A hybrid AI approach using predictive and prescriptive analytics solutions are more effective for IIoT than traditional AI. The latter has its place, but for much of IIoT, it is too slow and too expensive. Additionally, traditional AI can be too cryptic when providing a solution. When AI algorithms complete training, their original creators often cannot explain how the AI produces its answers. Since human decision makers cannot understand the process, they are often reluctant to accept the AI’s conclusions.
On the other hand, the best analytics companies break big questions down into smaller, easier-to-answer questions. This creates solutions which are easy to understand. Interpreting these predictions are simple and straight forward, so humans are more likely to act and act faster.
For example, one of the biggest opportunities for using analytics in the manufacturing industry is in lean production improvement. Instead of waiting for machines to fail and then having to pay for costly repairs, operators can use analytics to forecast needed repairs and schedule crews before failures shut down production. This predictive approach lowers equipment operating costs, improves safety, increases production and decreases downtime.

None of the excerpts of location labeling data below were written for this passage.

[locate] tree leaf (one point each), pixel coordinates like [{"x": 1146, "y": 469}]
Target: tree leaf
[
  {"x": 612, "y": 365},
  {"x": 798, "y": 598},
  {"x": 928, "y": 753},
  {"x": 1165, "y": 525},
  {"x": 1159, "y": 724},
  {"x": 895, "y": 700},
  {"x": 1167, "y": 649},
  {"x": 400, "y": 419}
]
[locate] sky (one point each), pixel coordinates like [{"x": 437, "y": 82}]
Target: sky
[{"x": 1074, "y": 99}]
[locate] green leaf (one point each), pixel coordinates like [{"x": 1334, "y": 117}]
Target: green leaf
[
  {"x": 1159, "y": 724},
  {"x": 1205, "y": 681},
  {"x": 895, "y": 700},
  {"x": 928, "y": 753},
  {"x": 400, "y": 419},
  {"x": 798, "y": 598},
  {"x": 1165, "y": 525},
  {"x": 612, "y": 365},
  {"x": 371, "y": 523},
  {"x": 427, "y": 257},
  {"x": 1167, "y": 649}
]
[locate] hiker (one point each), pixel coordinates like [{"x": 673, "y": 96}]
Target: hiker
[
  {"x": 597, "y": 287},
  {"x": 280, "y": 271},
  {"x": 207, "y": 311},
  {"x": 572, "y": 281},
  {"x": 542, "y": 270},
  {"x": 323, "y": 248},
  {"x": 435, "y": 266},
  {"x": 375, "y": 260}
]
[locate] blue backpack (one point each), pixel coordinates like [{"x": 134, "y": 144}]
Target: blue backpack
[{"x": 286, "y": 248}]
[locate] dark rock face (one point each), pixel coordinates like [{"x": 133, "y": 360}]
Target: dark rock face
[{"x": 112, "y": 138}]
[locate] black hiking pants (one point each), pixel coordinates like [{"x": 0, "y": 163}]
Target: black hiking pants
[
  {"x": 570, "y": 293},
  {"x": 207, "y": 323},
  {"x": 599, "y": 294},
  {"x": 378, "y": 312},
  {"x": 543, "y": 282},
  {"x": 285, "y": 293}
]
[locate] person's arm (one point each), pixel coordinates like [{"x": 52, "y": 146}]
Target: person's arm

Lone Star worked with an after-market automotive parts manufacturer who was experiencing difficulty with its two-part reaction injection molding (RIM) mixing nozzles clogging. When this happened, the manufacturer faced excessive costs in increased downtime, scrap parts and labor touch hours.
The analytics team took the limited amount of sensor data available and worked with subject matter experts to better understand the factory and the machine. This enabled a real-time predictive model to forecast nozzle clogging and alert operators when it was likely to occur. Because of this, instead of waiting for the machine to shut down, the operator was able to address the problem before it occurred.
This solution reduced nozzle changes, eliminated nozzle clogs and improved the quality of products by reducing the scrap that previously occurred. Overall, it saved the manufacturer around $450,000 annually and increased the machine’s performance by 7 percent. The company also saw a ROI in less than three months. If Big Data AI was set to solve this problem, it would still be sourcing data, whereas Lone Star was able to go from contract to completion within five weeks, including integration of the solution.
The solution did include some AI features, but it was not a brute force, big data design.
Instead of looking to consumer and advertising AI as a solution for all problems, decision makers need to see how it can be used effectively or if it can be replaced with a better approach.
Steve Roemerman is the chairman and CEO of Lone Star Analysis.